Make it specific enough that, six months from now, you'll know exactly what it does and whether you can safely revoke it.
4. Pick scopes
Scopes are what the key is allowed to do. They're grouped by area:
- VPS: Read (list servers, see stats, IPs, graphs) plus seven write sub-scopes for Power, Reinstall, Resize, Network, Block storage, Settings, and Cancel.
- Billing: Read invoices, balance, credits.
- BGP: Read peers and ASNs, plus Write to mutate peers and route policy.
- Transit: Read services, usage graphs, port data.
How to interact with the section:
- Click a group header (like "VPS") to toggle every scope in that group at once. Good for "give it all VPS access" cases.
- Click the chevron on the right of a group to expand it and pick individual sub-scopes.
- Read scopes have a grey badge. Write scopes are tinted to signal their blast radius - the more dangerous the action, the more obvious the visual.
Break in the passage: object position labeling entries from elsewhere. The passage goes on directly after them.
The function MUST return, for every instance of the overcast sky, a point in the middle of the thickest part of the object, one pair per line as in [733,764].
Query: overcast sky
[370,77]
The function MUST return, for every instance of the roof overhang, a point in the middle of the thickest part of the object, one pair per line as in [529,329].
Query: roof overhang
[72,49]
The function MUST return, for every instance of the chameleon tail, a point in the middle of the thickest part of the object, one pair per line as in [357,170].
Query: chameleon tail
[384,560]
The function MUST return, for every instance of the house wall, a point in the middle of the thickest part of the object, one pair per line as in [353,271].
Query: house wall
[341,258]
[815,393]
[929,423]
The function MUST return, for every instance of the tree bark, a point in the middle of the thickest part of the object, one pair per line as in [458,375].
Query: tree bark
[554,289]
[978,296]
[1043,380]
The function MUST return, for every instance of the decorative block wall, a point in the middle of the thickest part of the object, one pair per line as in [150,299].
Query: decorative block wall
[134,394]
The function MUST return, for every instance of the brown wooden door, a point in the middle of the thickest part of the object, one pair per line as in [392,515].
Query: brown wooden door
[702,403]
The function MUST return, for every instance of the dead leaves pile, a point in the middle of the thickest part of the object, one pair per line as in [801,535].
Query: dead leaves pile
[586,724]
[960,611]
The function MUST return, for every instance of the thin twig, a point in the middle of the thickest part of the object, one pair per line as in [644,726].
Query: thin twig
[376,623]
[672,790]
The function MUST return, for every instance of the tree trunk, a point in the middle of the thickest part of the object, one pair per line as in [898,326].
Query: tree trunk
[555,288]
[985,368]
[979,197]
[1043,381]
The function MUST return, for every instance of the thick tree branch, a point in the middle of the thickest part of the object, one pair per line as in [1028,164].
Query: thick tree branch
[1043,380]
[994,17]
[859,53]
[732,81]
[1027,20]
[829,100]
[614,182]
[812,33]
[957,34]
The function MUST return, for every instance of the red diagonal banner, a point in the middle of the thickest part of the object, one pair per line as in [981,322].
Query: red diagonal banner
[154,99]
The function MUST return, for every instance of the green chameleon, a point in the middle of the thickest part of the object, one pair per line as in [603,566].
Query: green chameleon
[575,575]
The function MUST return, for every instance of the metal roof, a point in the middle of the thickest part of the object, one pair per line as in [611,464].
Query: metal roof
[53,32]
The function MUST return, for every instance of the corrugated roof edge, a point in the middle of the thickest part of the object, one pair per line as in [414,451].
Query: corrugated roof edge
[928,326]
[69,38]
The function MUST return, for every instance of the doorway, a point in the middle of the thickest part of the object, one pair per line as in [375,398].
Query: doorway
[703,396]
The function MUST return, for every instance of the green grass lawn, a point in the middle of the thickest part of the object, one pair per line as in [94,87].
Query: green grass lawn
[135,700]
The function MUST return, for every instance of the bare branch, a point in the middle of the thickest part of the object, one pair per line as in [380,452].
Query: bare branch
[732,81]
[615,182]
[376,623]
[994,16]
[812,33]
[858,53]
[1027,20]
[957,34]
A few rules to keep in mind:
- Pick the minimum. Only check the scopes the key actually needs. The fewer scopes, the smaller the damage if the key ever leaks.
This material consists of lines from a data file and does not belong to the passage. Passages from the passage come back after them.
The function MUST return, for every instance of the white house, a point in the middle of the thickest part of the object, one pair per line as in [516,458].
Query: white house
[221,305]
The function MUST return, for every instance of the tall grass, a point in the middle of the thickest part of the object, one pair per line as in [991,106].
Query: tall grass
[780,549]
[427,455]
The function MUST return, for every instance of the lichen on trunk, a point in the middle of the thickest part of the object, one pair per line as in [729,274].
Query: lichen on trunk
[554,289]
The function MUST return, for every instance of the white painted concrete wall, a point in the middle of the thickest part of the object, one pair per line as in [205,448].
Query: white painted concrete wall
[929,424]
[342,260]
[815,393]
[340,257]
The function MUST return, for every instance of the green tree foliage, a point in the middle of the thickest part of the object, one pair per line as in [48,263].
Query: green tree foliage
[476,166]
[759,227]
- Non-admin members can't mix billing and resource scopes in the same key. If you need both areas, make two separate keys.
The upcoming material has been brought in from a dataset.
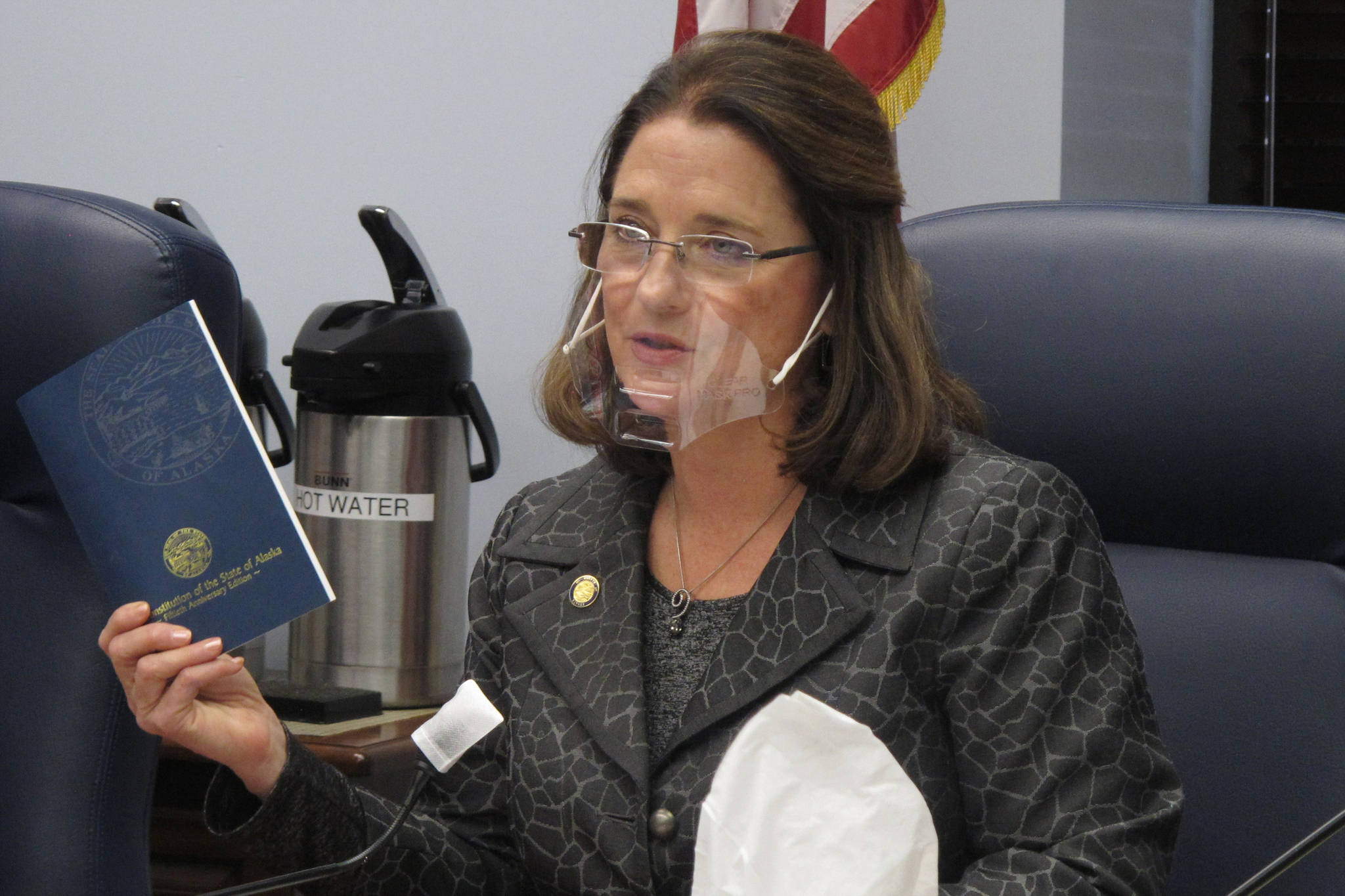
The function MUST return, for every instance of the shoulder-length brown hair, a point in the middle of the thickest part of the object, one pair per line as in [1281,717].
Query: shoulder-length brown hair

5. (Optional) Lock the key to specific IPs
In the IP allowlist field, you can paste a comma-separated list of IPs or CIDR ranges. The portal will reject requests using this key from any other address - even if the key value is correct.
Example: 203.0.113.0/24, 198.51.100.1
- Leave the field blank to allow requests from any IP.
- You can edit this list later from the same edit dialog without changing the key value.
This is one of the strongest things you can do to harden a key.
6. (Optional) Set an expiry date
In the Expiry field, pick a date. The key automatically stops working at midnight UTC on that date.
- Leave it blank if you want the key to be valid forever (or until you delete it manually).
- For short-lived CI tokens or contractor access, an expiry is a smart safety net - it auto-revokes itself if the cleanup step ever gets forgotten.
7. Create the key and copy the value
- Click Create Key at the bottom of the dialog.
- The dialog flips to a success state showing the actual key value, which starts with sk_….
- Read the notice carefully: This key will not be shown again. Copy it now. That's literal. Once you close this panel, the raw key value is gone. The portal stores a hash for verification, but the original string is unrecoverable.
- Click the key value (or the Copy button) to copy it to your clipboard.
- Paste it immediately into your secret store:
- Your password manager.
- Your CI provider's secret variables (GitHub Actions, GitLab CI, CircleCI, etc.).
- Your .env file (and make sure that file is in .gitignore).
- Wherever the consuming service reads it from.
- Click Done to close the dialog.
Using the key
Send the key in the X-API-Key request header against the portal's base URL (shown on the API Keys page):
X-API-Key: sk_…your_key…
For a live, interactive view of every endpoint, request shape, and response, click Interactive Docs at the top of the API Keys page. It opens the live OpenAPI browser where you can try requests with your key.
What changes from here
- The key shows up in the API Keys list with a green Active badge, the scope tags you picked, an IP locked badge if applicable, and Never used until its first real request.
- Every request the key makes is recorded in the Activity tab on the API Keys page (visible to owners and admins).
- A confirmation email goes to you, plus the organization's owners, admins, and billing recipients, so any new key creation gets noticed.